Shell Adjusts LNG Production and Trading Outlook Amid Strategic Shifts

Shell revised its LNG production estimates and forecasted a dip in oil and gas trading outcomes for the fourth quarter, citing hedging contract expirations. The company announced potential impairments in its renewables division and noted a strategic shift away from new offshore wind investments.


Devdiscourse News Desk | Updated: 08-01-2025 14:06 IST | Created: 08-01-2025 13:19 IST
Shell Adjusts LNG Production and Trading Outlook Amid Strategic Shifts
Representative Image Image Credit: Twitter(@Shell)

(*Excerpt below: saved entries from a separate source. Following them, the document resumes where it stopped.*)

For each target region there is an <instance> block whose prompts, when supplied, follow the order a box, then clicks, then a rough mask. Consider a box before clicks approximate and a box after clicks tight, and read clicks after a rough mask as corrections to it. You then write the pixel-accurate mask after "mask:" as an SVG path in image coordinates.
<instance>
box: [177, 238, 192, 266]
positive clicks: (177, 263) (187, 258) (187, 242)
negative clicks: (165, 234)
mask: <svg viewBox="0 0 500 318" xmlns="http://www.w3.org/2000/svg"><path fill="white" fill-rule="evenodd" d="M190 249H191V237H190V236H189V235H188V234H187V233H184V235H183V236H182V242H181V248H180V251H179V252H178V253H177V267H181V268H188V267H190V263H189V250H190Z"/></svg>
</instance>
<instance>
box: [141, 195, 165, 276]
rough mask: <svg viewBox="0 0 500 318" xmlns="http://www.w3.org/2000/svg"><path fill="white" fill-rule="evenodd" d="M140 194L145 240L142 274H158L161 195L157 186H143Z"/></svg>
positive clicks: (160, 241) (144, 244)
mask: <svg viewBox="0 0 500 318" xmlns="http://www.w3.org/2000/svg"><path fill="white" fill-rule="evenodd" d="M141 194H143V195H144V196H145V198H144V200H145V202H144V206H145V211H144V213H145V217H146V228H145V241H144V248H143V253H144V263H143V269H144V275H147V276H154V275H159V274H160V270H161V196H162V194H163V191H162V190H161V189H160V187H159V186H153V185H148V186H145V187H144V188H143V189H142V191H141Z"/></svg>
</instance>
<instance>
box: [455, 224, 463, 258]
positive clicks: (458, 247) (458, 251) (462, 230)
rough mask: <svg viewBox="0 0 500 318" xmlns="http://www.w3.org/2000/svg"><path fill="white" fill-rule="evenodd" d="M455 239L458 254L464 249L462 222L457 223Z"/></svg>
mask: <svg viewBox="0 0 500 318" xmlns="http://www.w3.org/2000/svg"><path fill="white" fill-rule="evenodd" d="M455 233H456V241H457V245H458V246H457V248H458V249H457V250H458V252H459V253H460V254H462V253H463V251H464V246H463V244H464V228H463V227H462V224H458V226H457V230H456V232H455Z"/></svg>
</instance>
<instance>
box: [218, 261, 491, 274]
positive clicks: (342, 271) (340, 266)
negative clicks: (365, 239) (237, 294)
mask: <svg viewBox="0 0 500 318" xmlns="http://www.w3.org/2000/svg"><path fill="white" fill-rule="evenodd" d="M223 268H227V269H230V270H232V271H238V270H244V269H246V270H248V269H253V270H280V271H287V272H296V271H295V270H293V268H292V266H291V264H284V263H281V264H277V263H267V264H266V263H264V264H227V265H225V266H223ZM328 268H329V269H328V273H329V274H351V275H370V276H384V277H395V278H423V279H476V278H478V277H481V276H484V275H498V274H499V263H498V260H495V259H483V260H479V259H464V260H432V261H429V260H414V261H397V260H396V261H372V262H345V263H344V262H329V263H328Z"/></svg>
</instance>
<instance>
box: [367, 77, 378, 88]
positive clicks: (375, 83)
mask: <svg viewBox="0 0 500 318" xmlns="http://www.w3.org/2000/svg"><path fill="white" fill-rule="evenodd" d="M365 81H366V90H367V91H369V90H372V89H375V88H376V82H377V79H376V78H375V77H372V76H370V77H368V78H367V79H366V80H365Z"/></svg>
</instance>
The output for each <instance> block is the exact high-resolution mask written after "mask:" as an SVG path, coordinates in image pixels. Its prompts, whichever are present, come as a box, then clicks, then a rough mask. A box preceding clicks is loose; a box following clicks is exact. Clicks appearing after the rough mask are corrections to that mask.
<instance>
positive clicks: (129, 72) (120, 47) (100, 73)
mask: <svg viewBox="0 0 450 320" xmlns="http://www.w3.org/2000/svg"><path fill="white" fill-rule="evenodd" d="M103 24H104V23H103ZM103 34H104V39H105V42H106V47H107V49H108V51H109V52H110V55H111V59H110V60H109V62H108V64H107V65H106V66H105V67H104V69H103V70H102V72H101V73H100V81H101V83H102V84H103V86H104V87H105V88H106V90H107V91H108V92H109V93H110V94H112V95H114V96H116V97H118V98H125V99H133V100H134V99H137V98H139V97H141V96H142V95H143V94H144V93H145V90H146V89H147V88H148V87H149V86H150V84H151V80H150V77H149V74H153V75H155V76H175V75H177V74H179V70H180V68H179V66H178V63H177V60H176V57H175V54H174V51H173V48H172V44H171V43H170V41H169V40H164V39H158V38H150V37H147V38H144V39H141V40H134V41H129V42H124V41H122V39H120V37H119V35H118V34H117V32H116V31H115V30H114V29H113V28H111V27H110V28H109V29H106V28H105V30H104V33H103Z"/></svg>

In a recent trading update, Shell announced an adjustment to its liquefied natural gas (LNG) production forecast for the fourth quarter. The revised estimate ranges from 6.8 to 7.2 million metric tons, down from the previous 6.9 to 7.5 million tons. This shift is attributed to reduced feedgas and cargo deliveries.

The energy giant also projected a significant decline in oil and gas trading results compared to the third quarter. This forecast is primarily due to the expiry of hedging contracts, impacting its LNG trading division, the largest globally.

Shell is also preparing for non-cash, post-tax impairments of $1.5 to $3 billion, largely within its renewables sector. These updates align with CEO Wael Sawan's strategy to focus on the company's most profitable segments, abandoning new offshore wind projects in the process.